Dis-moi d’où  tu vis, je te dirais dans quel embouteillage tu t’enlises. On peut affirmer sans risque de se tromper que la ville de Conakry, la capitale guinéenne, est l’une des villes les plus embouteillées d’Afrique. Et pour cause. Inutile de rappeler l’indiscipline de certains conducteurs, l’incompétence et la corruption de la police routière qui sont entre  autres relevées comme étant à la base de ces embouteillages monstres. Des éléments plus globaux sont aussi à la base de cet imbroglio routier qui assaille les Guinéens tous les jours.

Une géographie accidentée

La géographie singulière de la ville prend littéralement les automobilistes en otage. Conakry est une presqu’ile longue de 25 km (km 36 fait partie de Coyah) et large de seulement 5 km dans sa partie la plus évasée. Bordée des deux côtés par l’océan, elle ne dispose que de 3 grands axes routiers reliés entre eux par des transversales raides et même très raides par endroit. Ce qui fait que les poids lourds d’un certain tonnage et les minibus communément appelés ‘’Magbanas’’ ne sont pas autorisés à emprunter ces transversales.

Par ailleurs, la ville se rétrécit au fur et à mesure que l’on entre à Kaloum, la commune qui abrite pourtant la quasi-totalité des bureaux de l’administration publique et des entreprises privées. Cette commune absorbe à elle seule 50% du trafic urbain de la capitale suivi de très près par le grand marché de Madina qui est aussi un harem d’embouteillage. Du coup, la circulation routière se fait dans ce couloir restreint d’une trentaine de km avec pour seule issue, les transversales qui d’ailleurs ne mènent que sur un autre segment du couloir.

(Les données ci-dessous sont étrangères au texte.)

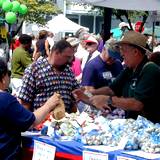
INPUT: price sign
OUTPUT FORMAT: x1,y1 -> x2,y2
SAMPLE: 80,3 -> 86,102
117,156 -> 136,160
83,151 -> 108,160
32,140 -> 56,160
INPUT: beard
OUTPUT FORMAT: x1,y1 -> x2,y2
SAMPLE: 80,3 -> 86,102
55,64 -> 67,71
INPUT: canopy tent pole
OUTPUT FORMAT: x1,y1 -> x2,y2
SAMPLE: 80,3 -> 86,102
151,11 -> 157,51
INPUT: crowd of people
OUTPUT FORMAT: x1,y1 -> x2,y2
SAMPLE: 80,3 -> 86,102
1,23 -> 160,159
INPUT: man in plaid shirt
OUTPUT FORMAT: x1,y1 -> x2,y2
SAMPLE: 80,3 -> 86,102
18,39 -> 79,113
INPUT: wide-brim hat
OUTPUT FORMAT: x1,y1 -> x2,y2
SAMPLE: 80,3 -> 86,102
116,31 -> 148,52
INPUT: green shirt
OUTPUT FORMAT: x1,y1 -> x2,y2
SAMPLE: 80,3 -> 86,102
110,57 -> 160,123
11,46 -> 32,79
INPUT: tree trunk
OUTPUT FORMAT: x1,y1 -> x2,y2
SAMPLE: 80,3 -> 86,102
6,21 -> 24,62
13,20 -> 24,37
103,7 -> 112,42
124,11 -> 133,30
139,11 -> 149,33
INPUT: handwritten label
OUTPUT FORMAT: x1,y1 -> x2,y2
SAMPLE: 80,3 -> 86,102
117,156 -> 136,160
83,151 -> 108,160
32,140 -> 56,160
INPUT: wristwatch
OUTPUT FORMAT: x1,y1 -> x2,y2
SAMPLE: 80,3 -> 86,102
107,96 -> 114,110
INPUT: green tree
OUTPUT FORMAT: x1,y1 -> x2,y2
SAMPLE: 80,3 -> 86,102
0,0 -> 61,61
18,0 -> 61,25
89,6 -> 149,32
0,0 -> 61,36
13,0 -> 61,36
113,9 -> 149,32
69,2 -> 149,35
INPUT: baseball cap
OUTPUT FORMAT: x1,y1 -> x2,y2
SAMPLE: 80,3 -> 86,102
107,49 -> 121,60
119,22 -> 128,29
104,40 -> 121,60
84,36 -> 98,45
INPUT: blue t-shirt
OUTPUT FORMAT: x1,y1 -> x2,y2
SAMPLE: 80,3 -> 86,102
0,92 -> 35,159
81,55 -> 123,89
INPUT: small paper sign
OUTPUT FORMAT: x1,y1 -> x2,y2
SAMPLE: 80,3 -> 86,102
117,156 -> 136,160
83,150 -> 108,160
32,140 -> 56,160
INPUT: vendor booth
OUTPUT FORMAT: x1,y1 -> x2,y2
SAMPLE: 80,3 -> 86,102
22,133 -> 160,160
21,112 -> 160,160
22,14 -> 88,35
46,14 -> 89,34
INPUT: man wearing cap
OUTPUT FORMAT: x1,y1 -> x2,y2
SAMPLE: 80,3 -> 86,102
81,36 -> 100,70
81,43 -> 123,90
74,32 -> 90,62
75,31 -> 160,123
119,22 -> 129,40
66,37 -> 82,82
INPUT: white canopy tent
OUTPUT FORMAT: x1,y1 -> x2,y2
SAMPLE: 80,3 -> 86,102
68,0 -> 160,11
46,14 -> 89,33
22,14 -> 88,34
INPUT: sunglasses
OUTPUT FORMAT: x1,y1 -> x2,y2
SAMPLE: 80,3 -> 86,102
86,42 -> 96,46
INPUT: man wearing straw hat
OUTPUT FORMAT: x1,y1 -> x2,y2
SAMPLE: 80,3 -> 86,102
74,31 -> 160,123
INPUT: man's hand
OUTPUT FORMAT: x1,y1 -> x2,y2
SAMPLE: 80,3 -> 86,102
72,88 -> 90,104
45,93 -> 61,112
89,95 -> 111,112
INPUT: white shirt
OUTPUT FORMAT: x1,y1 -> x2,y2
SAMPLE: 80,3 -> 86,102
81,50 -> 100,71
47,37 -> 55,50
75,44 -> 87,60
153,45 -> 160,52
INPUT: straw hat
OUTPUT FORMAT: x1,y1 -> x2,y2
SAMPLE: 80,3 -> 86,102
116,31 -> 148,51
66,37 -> 80,47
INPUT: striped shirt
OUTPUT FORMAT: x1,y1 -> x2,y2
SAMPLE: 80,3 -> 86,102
18,58 -> 79,113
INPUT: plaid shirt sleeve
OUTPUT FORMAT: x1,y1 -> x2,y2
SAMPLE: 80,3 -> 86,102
72,74 -> 80,90
18,64 -> 36,103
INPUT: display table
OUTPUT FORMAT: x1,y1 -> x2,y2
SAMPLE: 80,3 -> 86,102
22,134 -> 83,160
84,146 -> 160,160
22,134 -> 160,160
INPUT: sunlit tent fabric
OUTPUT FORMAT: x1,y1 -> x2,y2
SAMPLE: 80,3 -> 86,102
46,14 -> 89,33
69,0 -> 160,11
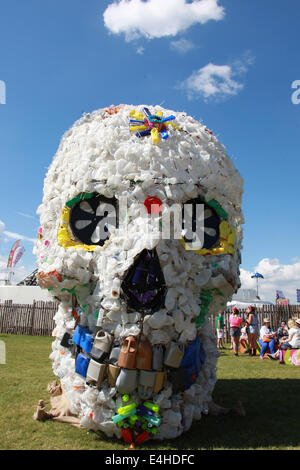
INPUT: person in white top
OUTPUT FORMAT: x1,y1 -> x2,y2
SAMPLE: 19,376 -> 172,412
258,318 -> 276,360
268,318 -> 300,360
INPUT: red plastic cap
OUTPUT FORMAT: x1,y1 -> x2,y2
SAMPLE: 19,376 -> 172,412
144,197 -> 163,215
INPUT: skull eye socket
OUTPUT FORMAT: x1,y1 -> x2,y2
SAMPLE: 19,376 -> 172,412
69,194 -> 118,246
182,197 -> 220,250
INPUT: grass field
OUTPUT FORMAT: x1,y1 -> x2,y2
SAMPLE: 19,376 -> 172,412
1,333 -> 300,450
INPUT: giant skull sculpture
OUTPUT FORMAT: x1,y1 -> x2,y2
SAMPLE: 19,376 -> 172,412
34,104 -> 243,443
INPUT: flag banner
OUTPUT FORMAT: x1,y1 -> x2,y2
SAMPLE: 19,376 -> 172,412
7,240 -> 21,268
11,245 -> 25,267
277,298 -> 289,306
297,289 -> 300,303
276,290 -> 285,300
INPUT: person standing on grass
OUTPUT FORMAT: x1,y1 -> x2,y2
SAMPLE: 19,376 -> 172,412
258,318 -> 276,360
216,311 -> 225,349
246,305 -> 259,356
230,307 -> 243,356
240,320 -> 250,353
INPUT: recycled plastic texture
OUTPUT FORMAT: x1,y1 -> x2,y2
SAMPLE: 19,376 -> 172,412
34,104 -> 244,441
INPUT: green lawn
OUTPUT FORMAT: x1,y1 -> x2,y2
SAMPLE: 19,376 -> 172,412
1,334 -> 300,450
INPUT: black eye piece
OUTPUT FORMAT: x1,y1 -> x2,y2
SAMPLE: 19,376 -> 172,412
69,194 -> 117,246
182,197 -> 220,250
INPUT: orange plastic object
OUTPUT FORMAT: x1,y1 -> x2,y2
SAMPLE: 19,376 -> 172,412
37,270 -> 63,288
122,428 -> 133,443
118,336 -> 138,369
71,309 -> 80,320
136,336 -> 153,370
105,105 -> 121,116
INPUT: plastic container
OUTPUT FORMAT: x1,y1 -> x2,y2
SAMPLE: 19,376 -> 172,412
138,370 -> 156,399
107,364 -> 120,387
153,371 -> 166,393
164,342 -> 185,368
72,325 -> 94,354
108,346 -> 121,365
81,332 -> 94,355
86,360 -> 107,388
93,330 -> 113,353
118,336 -> 138,369
121,428 -> 133,443
60,332 -> 72,348
152,345 -> 164,370
75,353 -> 91,378
115,369 -> 138,394
136,336 -> 152,370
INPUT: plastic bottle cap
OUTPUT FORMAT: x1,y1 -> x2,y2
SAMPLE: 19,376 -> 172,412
144,197 -> 162,215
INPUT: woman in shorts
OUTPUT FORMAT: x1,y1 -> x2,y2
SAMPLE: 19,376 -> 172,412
246,305 -> 259,356
230,307 -> 243,356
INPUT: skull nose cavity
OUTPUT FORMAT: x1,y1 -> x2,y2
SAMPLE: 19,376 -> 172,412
121,249 -> 166,313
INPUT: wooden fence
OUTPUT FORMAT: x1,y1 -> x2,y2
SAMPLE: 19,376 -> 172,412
0,300 -> 300,339
0,300 -> 58,336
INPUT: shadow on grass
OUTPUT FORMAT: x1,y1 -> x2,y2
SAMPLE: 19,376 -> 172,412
92,378 -> 300,450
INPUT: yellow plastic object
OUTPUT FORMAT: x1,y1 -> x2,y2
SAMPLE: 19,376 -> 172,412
57,207 -> 97,252
151,128 -> 160,144
219,221 -> 231,239
130,124 -> 148,132
169,122 -> 181,130
129,110 -> 145,121
117,403 -> 137,415
180,220 -> 236,256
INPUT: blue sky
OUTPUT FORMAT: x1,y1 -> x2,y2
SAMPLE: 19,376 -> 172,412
0,0 -> 300,302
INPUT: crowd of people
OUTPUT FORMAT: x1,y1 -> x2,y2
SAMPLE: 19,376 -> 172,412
216,307 -> 300,361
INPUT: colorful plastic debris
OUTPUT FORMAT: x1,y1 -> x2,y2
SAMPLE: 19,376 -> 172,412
129,107 -> 179,144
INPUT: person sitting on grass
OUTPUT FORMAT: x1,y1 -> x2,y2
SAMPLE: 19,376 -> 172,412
278,319 -> 297,343
258,318 -> 276,360
276,320 -> 289,342
268,318 -> 300,360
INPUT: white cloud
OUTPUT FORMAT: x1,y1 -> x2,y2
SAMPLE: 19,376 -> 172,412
4,230 -> 35,244
182,63 -> 243,101
103,0 -> 225,41
240,258 -> 300,304
170,38 -> 195,54
17,212 -> 35,220
181,53 -> 254,102
136,46 -> 145,55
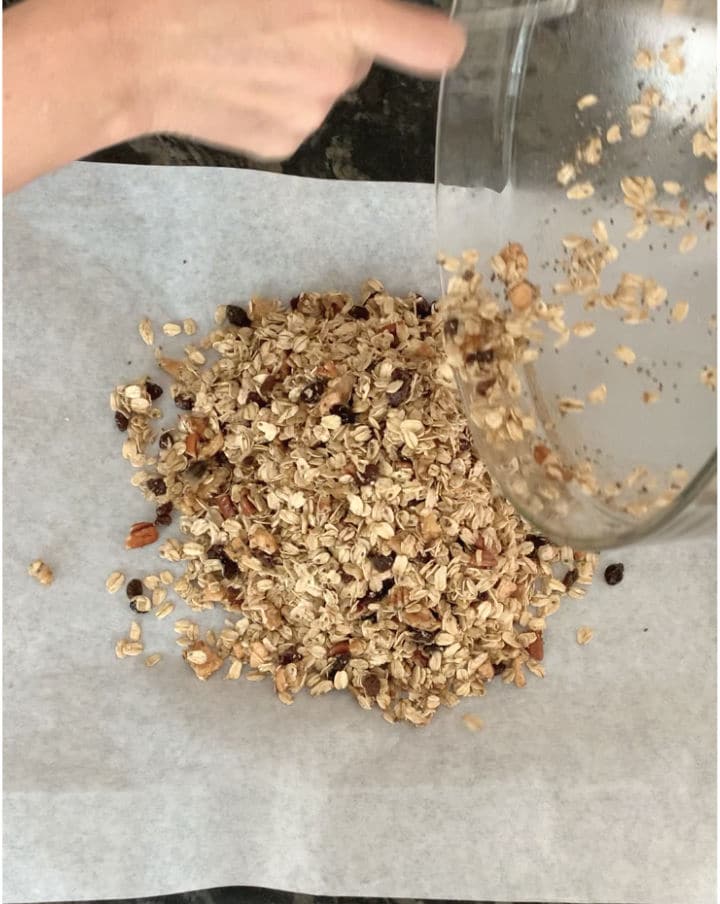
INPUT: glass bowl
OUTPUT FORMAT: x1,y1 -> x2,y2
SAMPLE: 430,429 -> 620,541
435,0 -> 717,549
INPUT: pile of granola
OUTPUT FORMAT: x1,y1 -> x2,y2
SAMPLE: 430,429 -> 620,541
111,287 -> 596,725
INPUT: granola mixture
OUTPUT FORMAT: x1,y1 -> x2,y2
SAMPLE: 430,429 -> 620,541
111,288 -> 597,725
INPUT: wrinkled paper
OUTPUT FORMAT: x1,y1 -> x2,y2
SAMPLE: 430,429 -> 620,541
3,164 -> 716,903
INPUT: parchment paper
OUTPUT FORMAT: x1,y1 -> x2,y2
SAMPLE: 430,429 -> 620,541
3,163 -> 716,904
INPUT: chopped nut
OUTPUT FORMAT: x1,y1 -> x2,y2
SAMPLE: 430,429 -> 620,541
125,522 -> 159,549
183,641 -> 223,680
28,559 -> 53,586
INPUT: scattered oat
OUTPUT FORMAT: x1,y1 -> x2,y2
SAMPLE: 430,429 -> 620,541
705,172 -> 717,194
462,714 -> 484,732
145,653 -> 162,668
633,48 -> 654,70
182,318 -> 197,335
138,318 -> 154,346
576,94 -> 598,110
558,397 -> 585,413
556,162 -> 577,186
628,103 -> 653,138
678,233 -> 698,254
155,601 -> 175,620
572,321 -> 596,338
670,300 -> 689,322
129,621 -> 142,642
660,38 -> 685,75
567,181 -> 594,200
105,571 -> 125,594
615,345 -> 636,365
587,384 -> 607,405
700,366 -> 717,390
606,124 -> 622,144
28,559 -> 53,586
162,322 -> 182,337
576,627 -> 594,645
642,390 -> 660,404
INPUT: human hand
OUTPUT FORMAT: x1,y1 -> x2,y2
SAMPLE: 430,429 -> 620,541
122,0 -> 466,159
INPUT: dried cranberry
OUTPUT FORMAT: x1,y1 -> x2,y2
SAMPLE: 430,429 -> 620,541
349,305 -> 370,320
604,562 -> 625,585
159,431 -> 174,449
126,579 -> 143,599
330,404 -> 356,424
147,477 -> 166,496
226,304 -> 251,328
145,381 -> 163,400
300,378 -> 327,404
114,412 -> 129,432
174,394 -> 194,410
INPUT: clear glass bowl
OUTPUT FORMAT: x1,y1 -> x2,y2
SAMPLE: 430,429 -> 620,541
436,0 -> 717,549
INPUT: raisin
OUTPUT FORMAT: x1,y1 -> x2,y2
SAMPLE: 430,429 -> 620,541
387,368 -> 412,407
279,647 -> 302,666
415,297 -> 434,319
154,501 -> 173,526
246,391 -> 267,407
370,553 -> 394,572
147,477 -> 166,496
300,378 -> 327,404
145,381 -> 163,400
362,673 -> 381,697
126,578 -> 143,599
349,305 -> 369,320
174,394 -> 194,410
114,411 -> 129,432
289,295 -> 301,310
526,534 -> 548,554
444,317 -> 459,338
563,568 -> 579,589
379,577 -> 395,597
330,403 -> 356,424
226,304 -> 251,328
359,463 -> 380,484
466,348 -> 494,365
604,562 -> 624,585
328,653 -> 350,678
159,431 -> 174,449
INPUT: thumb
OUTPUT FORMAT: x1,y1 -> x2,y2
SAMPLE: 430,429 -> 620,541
348,0 -> 467,77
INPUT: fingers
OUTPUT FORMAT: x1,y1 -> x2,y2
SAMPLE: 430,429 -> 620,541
348,0 -> 466,77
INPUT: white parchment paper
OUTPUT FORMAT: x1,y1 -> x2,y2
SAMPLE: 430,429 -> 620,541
3,163 -> 716,904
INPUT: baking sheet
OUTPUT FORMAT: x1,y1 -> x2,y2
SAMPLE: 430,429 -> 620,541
3,163 -> 716,904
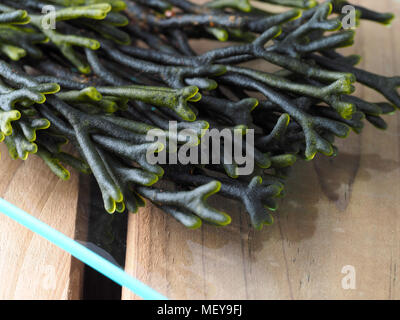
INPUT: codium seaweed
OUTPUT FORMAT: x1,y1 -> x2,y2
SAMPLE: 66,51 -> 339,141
0,0 -> 397,230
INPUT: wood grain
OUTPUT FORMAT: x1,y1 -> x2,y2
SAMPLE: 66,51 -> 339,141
122,0 -> 400,300
0,144 -> 84,299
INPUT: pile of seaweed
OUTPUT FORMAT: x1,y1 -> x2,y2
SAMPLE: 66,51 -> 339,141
0,0 -> 397,229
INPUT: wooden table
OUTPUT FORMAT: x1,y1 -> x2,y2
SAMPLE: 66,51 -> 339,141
0,0 -> 399,300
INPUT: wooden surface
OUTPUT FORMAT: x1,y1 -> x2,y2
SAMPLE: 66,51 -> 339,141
122,0 -> 400,300
0,144 -> 84,299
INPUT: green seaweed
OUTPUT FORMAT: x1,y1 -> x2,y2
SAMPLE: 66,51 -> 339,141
0,0 -> 397,229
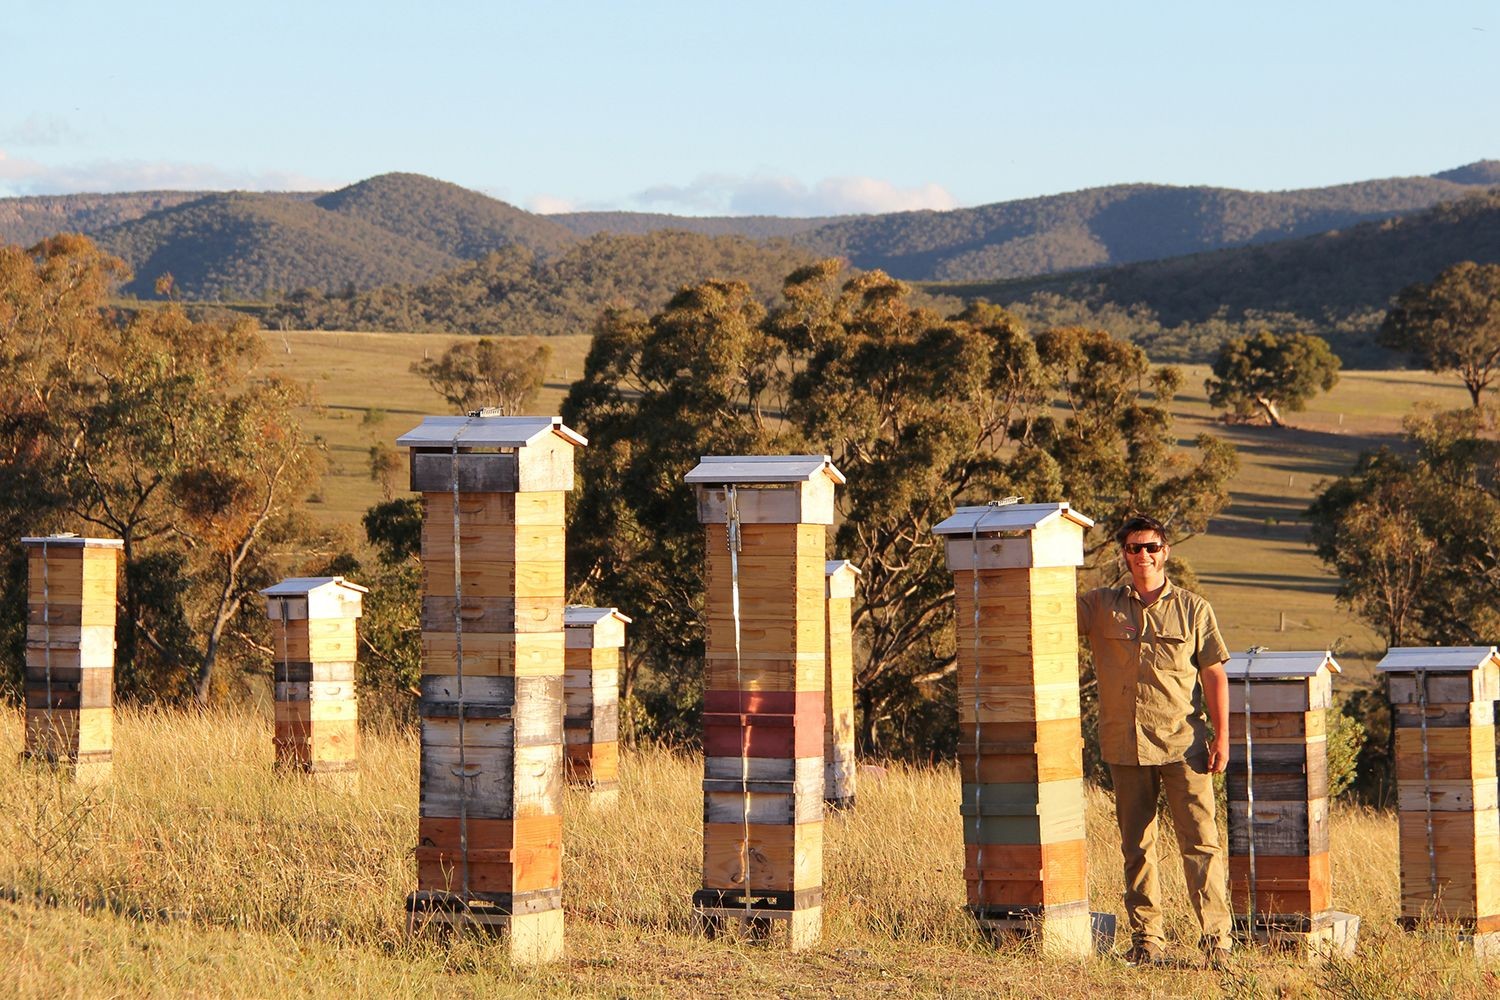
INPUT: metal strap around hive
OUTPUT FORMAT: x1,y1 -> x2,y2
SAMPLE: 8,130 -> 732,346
42,539 -> 54,755
1415,668 -> 1437,898
449,415 -> 479,903
725,484 -> 752,915
1241,654 -> 1259,931
278,598 -> 291,767
968,498 -> 1020,914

Un nombre incalculable d’engins roulants

En 2019, le Sénégal comptait officiellement 600.000 véhicules toute catégorie confondue. En Guinée, impossible de connaitre ne serait-ce que vaguement une statistique de la même catégorie sur la même année et même celles antérieures. Mais en bon observateur, on peut essayer de se faire une idée du nombre de caracace qui roulent chez nous. Pour cela, il faille d’abord comprendre le système d’immatriculation appliquée en Guinée :

  • Plaque de véhicules à usage personnel ou dans le cadre d’une entreprise à Conakry : Fond rouge, écriture blanche (Exemple RC 9991 T)
  • Plaque de camions ou véhicules de transport en commun à Conakry : fond noir, écriture blanche (exemple RC 9991 T)
  • Plaque de véhicules à usage personnel ou dans le cadre d’une entreprise en régions : Fond rouge, écriture blanche (exemple GM 9991 T pour la Guinée Maritime, MG 9991 T pour la Moyenne Guinée, HG 9991 T pour la Haute Guinée et GF 9991 T pour la Guinée Forestière)
  • Plaque de camions ou véhicules de transport en commun en régions : fond noir, écriture blanche avec les mêmes sigles que pour les personnels.

En gros, ce sont ces deux catégories de véhicules qui sont abondes dans la circulation. Pour ce faire une idée de leur nombre, il suffit simplement de calculer le nombre d’immatriculations pour passer d’une série A à une série B, soit 10.000 engins. Une série commence toujours par 0000 à 9999 ce qui fait 10.000 véhicules. Etant à la série AU pour les personnels et série T pour les transports en commun, on peut aisément comprendre qu’à date pour les catégories personnels (en y incluant ceux immatriculées avant la série AA, AB…), camions et transports en commun, le pays compte 660 000. En y retirant un chiffre forfaitaire global de 10.000 véhicules pour les engins accidentés ou qui ne circulent plus, on peut oser avancer le chiffre de 650.000 véhicules rien que pour les particuliers.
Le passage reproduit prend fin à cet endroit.